SoftBank’s shares have nearly doubled as a result over the past 12 months as investors seek exposure to OpenAI through the Japanese conglomerate. This has effectively turned the company into a publicly traded proxy for private AI valuation. However, the stock price has fallen 29% from its October peak, reflecting growing concerns surrounding the so-called AI bubble and intensifying competition from the likes of Google and Anthropic, and, naturally, the enormous, seemingly endless amounts of capital needed to sustain frontier model development.
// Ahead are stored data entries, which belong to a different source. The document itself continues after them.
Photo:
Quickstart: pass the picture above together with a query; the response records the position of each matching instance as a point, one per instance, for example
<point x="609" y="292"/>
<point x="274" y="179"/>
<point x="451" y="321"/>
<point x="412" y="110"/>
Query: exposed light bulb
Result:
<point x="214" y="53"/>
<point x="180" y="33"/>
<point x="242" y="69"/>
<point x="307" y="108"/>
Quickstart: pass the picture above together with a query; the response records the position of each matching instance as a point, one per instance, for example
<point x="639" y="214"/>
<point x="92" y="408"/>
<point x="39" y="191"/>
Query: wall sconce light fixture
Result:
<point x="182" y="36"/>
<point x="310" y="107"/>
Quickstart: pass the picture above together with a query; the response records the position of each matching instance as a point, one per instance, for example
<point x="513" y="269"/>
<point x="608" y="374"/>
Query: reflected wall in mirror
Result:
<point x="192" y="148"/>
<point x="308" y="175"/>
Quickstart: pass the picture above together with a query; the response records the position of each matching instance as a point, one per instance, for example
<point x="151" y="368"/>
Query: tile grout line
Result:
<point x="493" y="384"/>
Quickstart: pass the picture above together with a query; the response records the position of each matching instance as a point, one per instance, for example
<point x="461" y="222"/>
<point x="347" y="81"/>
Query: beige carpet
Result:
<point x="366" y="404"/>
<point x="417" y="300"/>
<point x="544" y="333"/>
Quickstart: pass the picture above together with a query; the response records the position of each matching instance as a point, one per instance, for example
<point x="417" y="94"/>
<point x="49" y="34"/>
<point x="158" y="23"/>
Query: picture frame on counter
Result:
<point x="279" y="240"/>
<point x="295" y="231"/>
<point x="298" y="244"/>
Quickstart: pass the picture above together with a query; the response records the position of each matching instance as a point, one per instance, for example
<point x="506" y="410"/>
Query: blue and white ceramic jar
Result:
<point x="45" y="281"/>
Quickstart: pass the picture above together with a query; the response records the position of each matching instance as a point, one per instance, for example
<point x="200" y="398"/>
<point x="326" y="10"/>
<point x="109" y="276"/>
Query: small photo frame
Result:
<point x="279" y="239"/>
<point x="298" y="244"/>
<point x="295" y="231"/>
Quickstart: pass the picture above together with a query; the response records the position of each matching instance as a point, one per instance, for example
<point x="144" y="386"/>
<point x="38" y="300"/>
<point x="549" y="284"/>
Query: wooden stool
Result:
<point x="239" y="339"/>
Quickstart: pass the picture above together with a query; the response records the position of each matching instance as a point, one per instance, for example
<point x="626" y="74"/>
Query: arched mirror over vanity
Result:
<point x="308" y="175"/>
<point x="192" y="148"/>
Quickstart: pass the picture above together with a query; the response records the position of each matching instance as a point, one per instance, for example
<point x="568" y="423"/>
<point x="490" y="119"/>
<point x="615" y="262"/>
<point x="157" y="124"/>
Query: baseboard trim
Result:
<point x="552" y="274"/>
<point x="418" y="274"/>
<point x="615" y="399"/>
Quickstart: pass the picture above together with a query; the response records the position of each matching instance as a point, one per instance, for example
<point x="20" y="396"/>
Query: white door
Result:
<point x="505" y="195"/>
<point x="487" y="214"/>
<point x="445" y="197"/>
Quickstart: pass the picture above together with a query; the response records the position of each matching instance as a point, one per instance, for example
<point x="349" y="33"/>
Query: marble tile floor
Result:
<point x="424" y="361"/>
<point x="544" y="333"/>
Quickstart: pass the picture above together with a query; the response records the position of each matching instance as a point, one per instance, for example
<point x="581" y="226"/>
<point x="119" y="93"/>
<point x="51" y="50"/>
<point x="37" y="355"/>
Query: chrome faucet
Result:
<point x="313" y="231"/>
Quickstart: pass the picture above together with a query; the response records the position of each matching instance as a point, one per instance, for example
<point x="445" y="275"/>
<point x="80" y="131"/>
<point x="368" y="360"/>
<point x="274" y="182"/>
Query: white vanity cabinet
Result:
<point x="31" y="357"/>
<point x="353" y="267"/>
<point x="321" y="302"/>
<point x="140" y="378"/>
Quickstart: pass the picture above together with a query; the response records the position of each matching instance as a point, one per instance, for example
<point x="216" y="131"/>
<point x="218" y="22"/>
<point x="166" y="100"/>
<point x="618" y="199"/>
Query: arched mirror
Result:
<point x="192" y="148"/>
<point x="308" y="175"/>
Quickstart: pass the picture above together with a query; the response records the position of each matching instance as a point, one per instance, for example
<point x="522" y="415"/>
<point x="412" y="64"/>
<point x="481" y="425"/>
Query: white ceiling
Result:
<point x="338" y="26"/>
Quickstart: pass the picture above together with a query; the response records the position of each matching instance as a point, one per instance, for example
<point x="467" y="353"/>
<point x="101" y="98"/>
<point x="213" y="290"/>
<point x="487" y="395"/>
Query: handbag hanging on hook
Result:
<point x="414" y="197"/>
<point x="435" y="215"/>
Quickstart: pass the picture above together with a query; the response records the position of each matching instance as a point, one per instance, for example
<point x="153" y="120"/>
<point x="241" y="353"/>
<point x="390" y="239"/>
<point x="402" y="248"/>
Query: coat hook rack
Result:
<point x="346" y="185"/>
As enterprise buyers grow increasingly sensitive to pricing and competition heats up from Anthropic’s Claude and Google’s Gemini models, which themselves are pushing performance boundaries, OpenAI’s ability to maintain competitive pricing will depend on continued technical leadership and efficient deployment of compute resources. That dynamic creates risk for SoftBank, given that a large portion of its recent profit derives directly from mark-to-market gains on OpenAI. If investor sentiment around AI reprices downward, those gains could be wiped out as quickly as they appeared.
SoftBank CFO Yoshimitsu Goto said that the group has made “over $40 billion of investments in the last nine months,” including commitments to OpenAI, while maintaining net debt at roughly 20% of the value of its equity holdings and a cash position of $24 billion. That, at least on paper, suggests some degree of financial discipline.